When things quietened down a bit we got the dead out of the trenches and laid them on the hillside at the back of our supporting trench. This heap of dead was a ghastly sight in the daytime as most of them were fearfully mangled with bombs. Our Colonel (Burnage) was wounded on the arm by a bomb.
We were relieved about 4 p.m. by the Light Horse, and went down the valley for a spell. The Sergeant, my mate in dug out, was wounded while having a wash in a biscuit town [tin]; taken down to the valley to doctor. Most of the battalion have gone to the rest camp. Doctor Clayton of the 4th Field Ambulance sent me on a mine sweeper to Lemnos, where we boarded the Cunard liner for Alexandria Egyptian Hospital.

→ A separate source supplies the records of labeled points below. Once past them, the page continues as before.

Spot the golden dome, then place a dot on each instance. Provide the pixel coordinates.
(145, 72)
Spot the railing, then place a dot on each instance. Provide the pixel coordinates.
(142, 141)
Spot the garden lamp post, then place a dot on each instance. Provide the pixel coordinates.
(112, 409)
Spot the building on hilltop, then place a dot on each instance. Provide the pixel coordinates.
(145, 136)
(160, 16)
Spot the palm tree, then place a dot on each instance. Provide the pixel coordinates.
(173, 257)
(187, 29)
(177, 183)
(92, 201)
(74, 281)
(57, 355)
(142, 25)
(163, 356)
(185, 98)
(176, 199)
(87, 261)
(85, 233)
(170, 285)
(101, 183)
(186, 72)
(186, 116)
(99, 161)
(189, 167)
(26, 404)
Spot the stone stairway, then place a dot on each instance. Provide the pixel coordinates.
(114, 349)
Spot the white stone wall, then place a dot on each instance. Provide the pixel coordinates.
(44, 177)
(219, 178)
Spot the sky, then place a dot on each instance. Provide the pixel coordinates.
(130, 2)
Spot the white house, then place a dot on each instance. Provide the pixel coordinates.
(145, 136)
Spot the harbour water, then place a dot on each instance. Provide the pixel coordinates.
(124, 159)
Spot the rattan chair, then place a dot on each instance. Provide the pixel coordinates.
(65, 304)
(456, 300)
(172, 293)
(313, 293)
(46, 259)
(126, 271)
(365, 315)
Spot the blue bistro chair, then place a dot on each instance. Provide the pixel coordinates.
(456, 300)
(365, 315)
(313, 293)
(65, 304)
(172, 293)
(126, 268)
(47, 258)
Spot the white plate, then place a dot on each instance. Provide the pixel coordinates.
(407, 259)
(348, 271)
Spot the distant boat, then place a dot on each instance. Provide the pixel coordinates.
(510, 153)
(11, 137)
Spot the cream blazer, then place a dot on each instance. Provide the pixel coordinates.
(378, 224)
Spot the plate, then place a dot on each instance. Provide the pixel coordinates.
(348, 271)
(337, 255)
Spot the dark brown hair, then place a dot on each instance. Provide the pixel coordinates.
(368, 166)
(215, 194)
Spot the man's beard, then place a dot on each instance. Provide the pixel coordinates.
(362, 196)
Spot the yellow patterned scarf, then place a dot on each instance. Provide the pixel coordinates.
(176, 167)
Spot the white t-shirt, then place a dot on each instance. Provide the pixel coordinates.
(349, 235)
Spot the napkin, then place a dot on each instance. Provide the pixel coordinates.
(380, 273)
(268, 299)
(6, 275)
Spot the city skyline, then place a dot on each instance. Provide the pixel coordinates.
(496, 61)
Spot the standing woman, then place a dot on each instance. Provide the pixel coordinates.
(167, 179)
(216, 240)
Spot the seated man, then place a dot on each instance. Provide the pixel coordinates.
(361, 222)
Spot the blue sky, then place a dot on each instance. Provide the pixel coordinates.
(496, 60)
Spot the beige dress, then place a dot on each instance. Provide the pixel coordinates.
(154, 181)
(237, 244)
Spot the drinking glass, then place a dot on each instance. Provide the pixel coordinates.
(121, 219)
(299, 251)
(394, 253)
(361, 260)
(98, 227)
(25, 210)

Above is a copy of short notes I made in my note book from time to time. I expect to be out of here and back in the firing line inside a fortnight. I have been remarkably lucky so far, having had very close shaves time out of number. There is a lot of luck in it. Chaps have been shot dad right alongside me, but I have escaped so far. However, there is a long way to go yet.

[Lieutenant Colonel Granville John Burnage, 13th infantry Battalion.
Captain, later Major, Henry John (Harry) Clayton, 4th Field Ambulance.]
[Private F.T. Makinson was evacuated to Egypt and thence to France in August 1916, where he was killed in action on 29 August 1916.]